As I cleaned out a storage unit a couple days ago I sensed movement in my peripheral vision. I turned my gaze toward the area of motion just in time to spot a long, slender tail disappearing into a hole. The incident alerted me to the fast approaching seasonal invasion of mice and rats.
Soon the rodents will move to their winter residence in homes everywhere. Are you ready?
I haven’t seen the signs of rodent activity in my house yet, and thinking about that I find myself slightly surprised because temperatures lately are colder than normal. I turned my furnace on around two weeks ago. Most years I wait until the end of October or early November before I do that.
With temperatures so far below the usual upper 60s early rodent signs in the house wouldn’t surprise me. A few always seem to find their way inside no matter how many preventative steps I take to block their entry.
You can take action to keep the majority of mice and rats out of your house, though if you live in an area where their numbers are large you’ll still need to deal with a few. Especially if you live next to a field where farmers just harvested their crops. Those little rodent critters have food dropped from the machines to last them a while, but soon that colder weather will drive them into nearby buildings.
Most often you only need concern yourself with invasion from mice.
Walk around your house paying particular attention to the foundation, and look for any openings. Remember that a mouse only needs a small crack to get in. They squeeze through spaces where you wouldn’t think an insect could pass through.

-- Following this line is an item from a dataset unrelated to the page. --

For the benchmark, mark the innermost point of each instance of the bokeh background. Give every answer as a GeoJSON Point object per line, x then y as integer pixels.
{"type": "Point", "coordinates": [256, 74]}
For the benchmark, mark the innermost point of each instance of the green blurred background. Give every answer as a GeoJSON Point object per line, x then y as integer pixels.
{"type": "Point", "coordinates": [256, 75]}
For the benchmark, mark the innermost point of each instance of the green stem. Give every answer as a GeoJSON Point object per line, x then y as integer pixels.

Seal off all those openings you find with metal. Steel wool works fairly well for this. Mice easily chew through softer materials if they sense an opening.
I once turned on my dishwasher and flooded my kitchen floor. After a couple hours of mopping and clean up an inspection revealed a hole in my dishwasher drain hose that a mouse chewed in order to get to the other side of a cabinet wall the hose passed through.
I widened that hole with a jigsaw before replacing the hose just to makes sure I didn’t run into that problem again.
Inside the house always watch for those calling cards that mice leave behind. You know what those are don’t you? They’re the little black droppings with the pointed ends that mice expel from their bodies as waste.
By the way, if those droppings are blunt on the ends you have cockroaches, not mice. Roaches have no sphincter to squeeze the droppings out so the ends won’t have points.
If you find mouse droppings it’s time to catch those little pests before they start multiplying (which doesn’t take long).
Pest control techniques for eliminating rodents include setting traps, putting down glue boards, and/or positioning poison baits. Whichever method you use make sure you place the catch tool near, but not directly on the mouse’s path of travel, they shy away from new items that suddenly appear.
If you use baits remember that after the rodent eats it he’ll run back into his hole, and die inside the wall. That means you’ll suffer through a smell that lasts three days to a week (for mice), longer for a rat.
Rodent control isn’t difficult, and their habits never change. Once you learn those habits, and keep an eye out for rodent signs, you’ll quickly get control of infestations.
The key is to start your mouse and rat pest control inspections early.